Each tweet was labeled with one of two classes:

0: No hate speech

1: Hate speech, racist or xenophobic discourse against refugees

The overall inter-annotation agreement during this phase reached a satisfactory correlation index of 0.66 of the Cohen’s Kappa coefficient. Out of 5000 labelled tweets, annotators reached an 85% agreement, with a 15% disagreement rate. In a subsequent stage, tweets where there was no consensus among annotators or raised uncertainties were meticulously analysed and evaluated by a third person, also an expert in sociology of migrations and social work, to resolve disagreements. This thorough review and discussion of the most challenging classification cases assisted in addressing certain subtleties in tweets posted on Twitter in this domain.

Files Description

The hateRADAR-es dataset contains a collection of 5,000 tweets, exhaustively labelled for detecting hate speech, racist or xenophobic discourse towards refugees. The dataset is divided into two sets to ensure the reproducibility of experiments: a training dataset and a testing dataset.

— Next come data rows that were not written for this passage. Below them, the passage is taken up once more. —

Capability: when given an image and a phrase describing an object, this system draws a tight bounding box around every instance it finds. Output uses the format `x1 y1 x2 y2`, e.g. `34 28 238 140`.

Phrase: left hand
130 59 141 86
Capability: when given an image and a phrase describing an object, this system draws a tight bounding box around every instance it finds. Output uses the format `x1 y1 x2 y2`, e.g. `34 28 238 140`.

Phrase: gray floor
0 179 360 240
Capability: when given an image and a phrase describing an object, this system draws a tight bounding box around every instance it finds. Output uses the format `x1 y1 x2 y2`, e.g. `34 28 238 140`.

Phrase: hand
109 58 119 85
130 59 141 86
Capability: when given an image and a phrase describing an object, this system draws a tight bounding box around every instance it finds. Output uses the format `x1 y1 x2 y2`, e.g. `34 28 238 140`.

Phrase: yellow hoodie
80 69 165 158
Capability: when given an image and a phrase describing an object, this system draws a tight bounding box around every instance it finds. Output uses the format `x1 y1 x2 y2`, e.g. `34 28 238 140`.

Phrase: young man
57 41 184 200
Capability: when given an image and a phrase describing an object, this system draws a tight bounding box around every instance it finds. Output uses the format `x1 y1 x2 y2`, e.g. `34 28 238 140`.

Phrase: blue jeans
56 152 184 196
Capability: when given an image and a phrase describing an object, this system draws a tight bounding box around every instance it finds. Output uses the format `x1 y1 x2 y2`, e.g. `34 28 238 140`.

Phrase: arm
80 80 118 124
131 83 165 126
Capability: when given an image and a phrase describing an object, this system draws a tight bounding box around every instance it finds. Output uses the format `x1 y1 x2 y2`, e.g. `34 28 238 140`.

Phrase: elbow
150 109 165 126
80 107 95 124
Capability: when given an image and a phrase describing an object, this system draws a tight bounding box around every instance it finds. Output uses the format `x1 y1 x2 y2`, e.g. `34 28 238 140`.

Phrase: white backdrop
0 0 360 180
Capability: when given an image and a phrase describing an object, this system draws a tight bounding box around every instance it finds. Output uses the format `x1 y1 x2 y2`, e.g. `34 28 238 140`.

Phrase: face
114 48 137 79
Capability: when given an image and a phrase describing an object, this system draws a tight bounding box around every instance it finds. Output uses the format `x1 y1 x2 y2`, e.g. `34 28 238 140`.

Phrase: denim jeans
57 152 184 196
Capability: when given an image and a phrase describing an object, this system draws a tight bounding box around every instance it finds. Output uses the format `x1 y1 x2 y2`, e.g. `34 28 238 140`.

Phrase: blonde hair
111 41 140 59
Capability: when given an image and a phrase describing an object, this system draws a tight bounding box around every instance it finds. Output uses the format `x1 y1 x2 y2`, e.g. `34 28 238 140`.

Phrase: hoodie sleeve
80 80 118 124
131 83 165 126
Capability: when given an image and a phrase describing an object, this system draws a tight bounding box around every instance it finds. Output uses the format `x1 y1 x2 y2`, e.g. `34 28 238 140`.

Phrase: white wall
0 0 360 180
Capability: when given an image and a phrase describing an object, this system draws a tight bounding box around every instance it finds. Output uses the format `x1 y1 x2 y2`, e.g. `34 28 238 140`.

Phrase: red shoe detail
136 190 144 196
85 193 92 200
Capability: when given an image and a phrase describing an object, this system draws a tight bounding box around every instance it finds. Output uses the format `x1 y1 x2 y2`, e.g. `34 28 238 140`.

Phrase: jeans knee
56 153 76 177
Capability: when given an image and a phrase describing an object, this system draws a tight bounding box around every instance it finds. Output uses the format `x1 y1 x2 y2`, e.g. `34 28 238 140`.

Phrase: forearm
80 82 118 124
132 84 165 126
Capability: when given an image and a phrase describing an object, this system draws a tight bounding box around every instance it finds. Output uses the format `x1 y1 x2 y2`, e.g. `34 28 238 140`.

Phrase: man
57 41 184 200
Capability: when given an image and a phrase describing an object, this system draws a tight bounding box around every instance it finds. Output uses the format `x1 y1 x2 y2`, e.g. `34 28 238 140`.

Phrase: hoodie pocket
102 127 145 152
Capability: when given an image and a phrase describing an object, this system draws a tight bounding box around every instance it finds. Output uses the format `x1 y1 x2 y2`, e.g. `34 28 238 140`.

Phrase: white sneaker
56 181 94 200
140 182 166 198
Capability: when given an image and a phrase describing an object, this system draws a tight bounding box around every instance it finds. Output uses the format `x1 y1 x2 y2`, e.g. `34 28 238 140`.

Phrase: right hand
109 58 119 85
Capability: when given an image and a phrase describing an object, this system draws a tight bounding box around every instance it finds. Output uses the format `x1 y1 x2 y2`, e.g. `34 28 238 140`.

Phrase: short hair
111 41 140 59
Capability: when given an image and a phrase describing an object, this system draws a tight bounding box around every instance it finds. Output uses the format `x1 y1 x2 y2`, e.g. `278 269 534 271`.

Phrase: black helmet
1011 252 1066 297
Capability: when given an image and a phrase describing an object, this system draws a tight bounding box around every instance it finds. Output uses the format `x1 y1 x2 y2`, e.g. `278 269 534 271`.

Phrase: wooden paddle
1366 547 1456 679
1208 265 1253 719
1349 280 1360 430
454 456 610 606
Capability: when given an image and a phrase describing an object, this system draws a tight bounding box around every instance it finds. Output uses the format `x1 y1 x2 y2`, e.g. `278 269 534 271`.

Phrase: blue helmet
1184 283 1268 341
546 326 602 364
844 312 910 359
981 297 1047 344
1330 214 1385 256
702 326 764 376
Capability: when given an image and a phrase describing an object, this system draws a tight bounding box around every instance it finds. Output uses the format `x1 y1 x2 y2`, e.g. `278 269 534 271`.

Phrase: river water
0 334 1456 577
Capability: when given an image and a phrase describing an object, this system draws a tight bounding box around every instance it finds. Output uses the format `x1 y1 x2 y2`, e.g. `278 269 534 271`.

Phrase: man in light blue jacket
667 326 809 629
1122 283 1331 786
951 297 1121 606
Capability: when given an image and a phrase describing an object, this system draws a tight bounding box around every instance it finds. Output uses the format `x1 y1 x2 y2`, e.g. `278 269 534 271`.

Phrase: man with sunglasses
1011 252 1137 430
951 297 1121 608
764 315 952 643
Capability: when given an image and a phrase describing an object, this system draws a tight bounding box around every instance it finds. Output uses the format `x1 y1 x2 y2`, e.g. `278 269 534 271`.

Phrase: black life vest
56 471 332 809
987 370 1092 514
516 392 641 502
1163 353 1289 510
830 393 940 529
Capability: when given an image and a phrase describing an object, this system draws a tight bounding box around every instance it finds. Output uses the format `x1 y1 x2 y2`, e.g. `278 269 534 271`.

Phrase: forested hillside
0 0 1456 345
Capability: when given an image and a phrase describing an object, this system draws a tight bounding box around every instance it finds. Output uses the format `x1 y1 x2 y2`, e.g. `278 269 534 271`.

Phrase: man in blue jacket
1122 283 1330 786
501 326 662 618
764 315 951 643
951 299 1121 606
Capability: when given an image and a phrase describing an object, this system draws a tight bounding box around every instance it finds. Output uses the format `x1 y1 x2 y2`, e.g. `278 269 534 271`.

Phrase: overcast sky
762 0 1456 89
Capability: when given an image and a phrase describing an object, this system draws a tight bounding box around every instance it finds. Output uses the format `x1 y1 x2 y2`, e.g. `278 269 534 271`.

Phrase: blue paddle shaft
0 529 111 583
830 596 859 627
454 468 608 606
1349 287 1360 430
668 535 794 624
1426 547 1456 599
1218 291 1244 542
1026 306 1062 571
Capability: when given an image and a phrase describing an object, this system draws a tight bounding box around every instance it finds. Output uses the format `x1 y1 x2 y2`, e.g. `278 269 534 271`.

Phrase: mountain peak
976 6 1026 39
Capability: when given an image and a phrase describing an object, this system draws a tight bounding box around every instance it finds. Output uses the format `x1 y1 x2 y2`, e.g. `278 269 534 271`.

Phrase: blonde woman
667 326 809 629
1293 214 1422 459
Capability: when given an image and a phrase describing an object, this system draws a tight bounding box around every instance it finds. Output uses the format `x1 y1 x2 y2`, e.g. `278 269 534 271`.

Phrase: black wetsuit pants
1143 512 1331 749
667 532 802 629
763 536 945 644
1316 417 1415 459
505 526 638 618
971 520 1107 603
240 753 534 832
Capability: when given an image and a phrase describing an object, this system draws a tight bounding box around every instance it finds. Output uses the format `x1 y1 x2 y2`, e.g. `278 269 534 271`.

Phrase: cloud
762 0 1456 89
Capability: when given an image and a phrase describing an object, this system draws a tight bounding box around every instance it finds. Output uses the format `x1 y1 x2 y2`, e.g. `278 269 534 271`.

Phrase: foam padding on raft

Both datasets are provided in CSV format and include the following fields:

id_tweet: The unique identifier for each tweet. You can use this ID to retrieve individual tweets from the Twitter API of your choice.

text: Represents the content of the tweet.

label: Binary label where 0 represents "No hate speech" and 1 represents "Hate speech detected".

Train Dataset

Name: hateRADAR-es_train.csv

Number of Rows: 4000. This set is intended for model training and validation, ensuring comprehensive learning and robustness against overfitting.

Size: 516.24 KB

Class Distribution:

0 (No hate speech): 3048 entries, accounting for 76.2% of the dataset.

1 (Hate speech detected): 952 entries, making up 23.8% of the dataset.

Test Dataset

Name: hateRADAR-es_test.csv

Number of Rows: 1000. This set is used for model evaluation, providing an unbiased assessment of the model's performance on unseen data.

Class Distribution:

0 (No hate speech): 762 entries, representing 76.2% of the dataset.

1 (Hate speech detected): 238 entries, constituting 23.8% of the dataset.

Privacy and preprocessing

To protect user privacy and comply with data protection considerations, original usernames were replaced with the placeholder @user. The dataset contains tweet IDs so researchers may rehydrate content following Twitter’s terms and applicable policies; access is provided under the conditions described below.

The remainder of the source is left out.